The simple answer is “yes.” And it has nothing to do with the truthfulness of the ad’s message or the lack thereof. Rather, these are independent evangelical publications who hold to a particular view of marriage. They have audiences with expectations about what is and isn’t consistent with a Christian worldview. And they should be free to only publish content that is consistent with both.
I don’t necessarily disagree with him. But I think the decision of the publications says a lot about where evangelical Christians are today: They’re so full of animosity against even the suggestion that gay people deserve equal rights in the eyes of the government, they can’t allow fellow evangelicals to say as much in their pages. No one’s asking them to change their views on homosexuality, or whether it’s sinful, or whether the church should support it. Evangelicals for Marriage Equality is asking Christians to do pretty much the least they can do.
So much for “love the sinner.”
Merritt also states:
I’m sorry, but a conservative publication should not be shamed for rejecting an ad that flies in the face of their convictions and beliefs. And, similarly, a liberal organization committed to marriage equality should be free to rescind a speaker’s invitation when they learn the speaker holds to a divergent position.

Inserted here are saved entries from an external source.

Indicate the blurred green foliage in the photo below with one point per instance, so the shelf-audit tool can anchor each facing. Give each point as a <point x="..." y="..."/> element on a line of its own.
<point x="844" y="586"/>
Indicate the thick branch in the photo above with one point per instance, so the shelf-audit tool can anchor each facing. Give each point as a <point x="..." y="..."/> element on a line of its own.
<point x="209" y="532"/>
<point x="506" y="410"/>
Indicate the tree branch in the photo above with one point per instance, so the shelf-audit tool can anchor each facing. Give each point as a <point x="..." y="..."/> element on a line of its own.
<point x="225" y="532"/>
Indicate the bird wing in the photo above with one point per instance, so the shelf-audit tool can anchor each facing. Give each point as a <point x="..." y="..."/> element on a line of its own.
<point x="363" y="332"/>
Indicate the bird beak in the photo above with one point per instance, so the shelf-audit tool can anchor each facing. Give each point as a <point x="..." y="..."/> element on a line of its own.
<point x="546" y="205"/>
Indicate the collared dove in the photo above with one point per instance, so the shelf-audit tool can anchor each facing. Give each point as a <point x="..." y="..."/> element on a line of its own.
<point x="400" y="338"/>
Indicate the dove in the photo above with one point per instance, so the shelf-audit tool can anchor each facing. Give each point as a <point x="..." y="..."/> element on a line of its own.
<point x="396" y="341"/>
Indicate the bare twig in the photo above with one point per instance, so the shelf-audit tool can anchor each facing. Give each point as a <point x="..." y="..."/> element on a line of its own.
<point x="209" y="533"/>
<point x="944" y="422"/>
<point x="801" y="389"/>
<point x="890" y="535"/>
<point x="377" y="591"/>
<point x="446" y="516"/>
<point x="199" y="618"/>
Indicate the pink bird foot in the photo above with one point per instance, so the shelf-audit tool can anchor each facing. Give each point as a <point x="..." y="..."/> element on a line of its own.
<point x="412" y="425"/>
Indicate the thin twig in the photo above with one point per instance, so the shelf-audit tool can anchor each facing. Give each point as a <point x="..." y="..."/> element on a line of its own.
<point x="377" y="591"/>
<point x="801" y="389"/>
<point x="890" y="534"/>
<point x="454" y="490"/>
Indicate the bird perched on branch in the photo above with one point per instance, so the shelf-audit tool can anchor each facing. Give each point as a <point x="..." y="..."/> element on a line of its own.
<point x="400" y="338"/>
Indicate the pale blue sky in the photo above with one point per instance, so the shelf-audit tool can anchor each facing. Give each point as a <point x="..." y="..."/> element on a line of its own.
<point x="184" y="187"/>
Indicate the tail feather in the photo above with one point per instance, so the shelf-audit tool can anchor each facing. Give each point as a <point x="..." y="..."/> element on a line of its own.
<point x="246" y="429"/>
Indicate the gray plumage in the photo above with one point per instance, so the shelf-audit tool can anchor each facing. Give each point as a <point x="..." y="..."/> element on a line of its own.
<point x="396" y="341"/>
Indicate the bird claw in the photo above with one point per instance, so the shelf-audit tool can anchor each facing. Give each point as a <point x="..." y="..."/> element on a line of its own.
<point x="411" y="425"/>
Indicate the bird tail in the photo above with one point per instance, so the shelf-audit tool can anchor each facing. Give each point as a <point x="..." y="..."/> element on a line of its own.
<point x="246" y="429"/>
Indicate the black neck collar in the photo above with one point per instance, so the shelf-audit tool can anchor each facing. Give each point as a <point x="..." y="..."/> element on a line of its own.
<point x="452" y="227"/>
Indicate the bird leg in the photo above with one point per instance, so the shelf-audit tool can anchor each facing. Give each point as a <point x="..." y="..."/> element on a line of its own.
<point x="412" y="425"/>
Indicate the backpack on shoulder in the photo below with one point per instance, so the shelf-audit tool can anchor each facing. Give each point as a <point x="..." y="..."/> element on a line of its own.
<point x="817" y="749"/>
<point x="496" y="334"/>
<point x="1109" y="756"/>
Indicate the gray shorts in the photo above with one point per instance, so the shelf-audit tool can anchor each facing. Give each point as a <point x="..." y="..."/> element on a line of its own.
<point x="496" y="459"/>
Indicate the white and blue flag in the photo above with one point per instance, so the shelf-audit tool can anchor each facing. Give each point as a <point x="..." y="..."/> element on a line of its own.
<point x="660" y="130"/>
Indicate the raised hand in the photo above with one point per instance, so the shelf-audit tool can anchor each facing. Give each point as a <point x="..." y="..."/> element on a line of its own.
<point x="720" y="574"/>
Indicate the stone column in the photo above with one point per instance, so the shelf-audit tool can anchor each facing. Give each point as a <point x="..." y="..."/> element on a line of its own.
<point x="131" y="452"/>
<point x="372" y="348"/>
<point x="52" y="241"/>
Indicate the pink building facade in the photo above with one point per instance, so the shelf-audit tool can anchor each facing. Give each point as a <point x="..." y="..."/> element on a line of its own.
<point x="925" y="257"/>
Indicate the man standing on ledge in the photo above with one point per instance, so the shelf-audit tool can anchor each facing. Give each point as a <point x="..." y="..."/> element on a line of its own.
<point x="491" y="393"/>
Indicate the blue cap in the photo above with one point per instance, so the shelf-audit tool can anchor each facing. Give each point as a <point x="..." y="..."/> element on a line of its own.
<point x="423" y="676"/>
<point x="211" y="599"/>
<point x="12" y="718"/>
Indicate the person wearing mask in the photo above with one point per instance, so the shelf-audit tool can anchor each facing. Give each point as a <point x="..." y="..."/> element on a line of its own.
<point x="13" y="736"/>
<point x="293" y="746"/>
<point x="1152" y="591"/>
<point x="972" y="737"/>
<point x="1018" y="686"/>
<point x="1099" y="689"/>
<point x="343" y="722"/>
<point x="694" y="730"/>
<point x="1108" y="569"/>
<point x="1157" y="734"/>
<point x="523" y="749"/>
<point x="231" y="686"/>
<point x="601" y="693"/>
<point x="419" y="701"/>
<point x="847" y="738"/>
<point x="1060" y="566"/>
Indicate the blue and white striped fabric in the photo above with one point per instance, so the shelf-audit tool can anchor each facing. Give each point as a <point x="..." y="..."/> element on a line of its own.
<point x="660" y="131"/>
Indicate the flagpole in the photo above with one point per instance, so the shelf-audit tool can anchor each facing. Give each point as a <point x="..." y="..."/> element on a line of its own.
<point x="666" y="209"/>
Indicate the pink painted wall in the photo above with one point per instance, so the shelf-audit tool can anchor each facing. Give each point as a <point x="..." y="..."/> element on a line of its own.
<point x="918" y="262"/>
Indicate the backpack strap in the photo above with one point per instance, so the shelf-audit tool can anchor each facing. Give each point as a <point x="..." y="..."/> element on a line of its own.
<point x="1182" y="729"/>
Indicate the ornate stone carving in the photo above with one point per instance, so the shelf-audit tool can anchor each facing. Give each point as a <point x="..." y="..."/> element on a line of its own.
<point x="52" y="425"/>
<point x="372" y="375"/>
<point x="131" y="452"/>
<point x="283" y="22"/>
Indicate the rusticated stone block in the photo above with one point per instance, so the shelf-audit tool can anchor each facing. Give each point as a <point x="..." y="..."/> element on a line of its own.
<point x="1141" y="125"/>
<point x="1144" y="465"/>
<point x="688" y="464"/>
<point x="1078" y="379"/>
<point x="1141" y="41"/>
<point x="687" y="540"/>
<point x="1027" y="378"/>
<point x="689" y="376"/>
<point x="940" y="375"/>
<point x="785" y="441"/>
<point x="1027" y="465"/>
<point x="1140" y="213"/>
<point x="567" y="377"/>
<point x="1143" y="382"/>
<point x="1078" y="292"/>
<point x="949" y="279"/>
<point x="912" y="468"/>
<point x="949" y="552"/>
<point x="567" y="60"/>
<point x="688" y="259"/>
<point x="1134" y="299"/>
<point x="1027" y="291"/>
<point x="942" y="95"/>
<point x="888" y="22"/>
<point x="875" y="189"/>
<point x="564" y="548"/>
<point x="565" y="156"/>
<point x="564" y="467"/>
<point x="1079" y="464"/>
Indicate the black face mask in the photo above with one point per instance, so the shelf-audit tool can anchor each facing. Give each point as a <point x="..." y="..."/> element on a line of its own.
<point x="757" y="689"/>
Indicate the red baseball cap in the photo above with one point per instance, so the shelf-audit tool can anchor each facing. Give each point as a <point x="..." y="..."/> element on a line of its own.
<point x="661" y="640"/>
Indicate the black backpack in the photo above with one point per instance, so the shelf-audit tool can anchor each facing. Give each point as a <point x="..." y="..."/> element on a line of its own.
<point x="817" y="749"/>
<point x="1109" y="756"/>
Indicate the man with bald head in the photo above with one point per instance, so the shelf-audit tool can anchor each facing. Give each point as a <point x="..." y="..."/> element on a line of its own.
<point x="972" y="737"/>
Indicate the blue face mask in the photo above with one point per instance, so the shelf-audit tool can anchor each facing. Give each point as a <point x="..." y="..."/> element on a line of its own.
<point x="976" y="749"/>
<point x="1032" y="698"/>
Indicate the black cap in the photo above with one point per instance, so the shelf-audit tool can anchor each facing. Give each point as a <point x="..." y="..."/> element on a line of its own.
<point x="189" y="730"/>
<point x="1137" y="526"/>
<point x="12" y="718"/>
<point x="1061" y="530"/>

That’s a point I might agree with if the publications would be open about their political and social views.
Christianity Today claims that its distinctiveness is based, in part, on the idea that it has “a humble discontent with the status quo.”
Relevant says the same thing: “We try to publish ideas that break stereotypes, challenge the status quo and spur a generation to know God more…”
Their actions here show they don’t want to challenge the status quo at all. They are the status quo.
Merritt then tries to take a middle ground here that is just unacceptable:
Those on the left must stop labeling anyone who holds to a traditional Christian sexual ethic a “bigot” or “hater.” Those on the right must quit claiming that everyone on the left is a “heretic” or “doesn’t believe the Bible.” It is critical that Christians on both sides of the sexuality debate make their cases with winsomeness and grace.
But we’re not talking about a legitimate disagreement. We’re talking about civil rights and people who oppose them. To be clear, I don’t give a damn how the church sees homosexuality. If church leaders want to continue treating LGBT people like they’re deviating from “God’s Plan,” that’s their problem. They’ll continue to lose followers and I’ll be thrilled to watch their numbers drop. But for the government to do the same thing? That’s inexcusable. No decent person should be okay with the government treating same-sex couples any differently from straight ones, and that includes people of faith.
If you’re against loving, consenting adults getting married and having equal rights because you think your religious beliefs ought to trump their happiness, what else am I supposed to call you?
Evangelicals for Marriage Equality shouldn’t even have to exist because what they’re asking for should’ve happened a long time ago. The fact that Christian gatekeepers continue to keep them out of the conversation is a testament to why they need to keep fighting.
To respond to Merritt then, who wants to see a graceful conversation between “both sides of the sexuality debate” within Christianity, that’s not even a possibility when one side — the side with all the power — refuses to even acknowledge the other side through a purchased advertisement. Far from being an editorial admission that they were wrong, running the ads would only show that the evangelical tent isn’t quite so tiny.
Keep in mind that the ads we’re talking about aren’t even challenging what evangelicals have traditionally said about homosexuality. They’re literally saying let’s have a “new evangelical conversation about civil marriage equality,” not “You’re all wrong if you oppose marriage equality.”
It’s disappointing how quickly they were rejected, but it’s hardly surprising.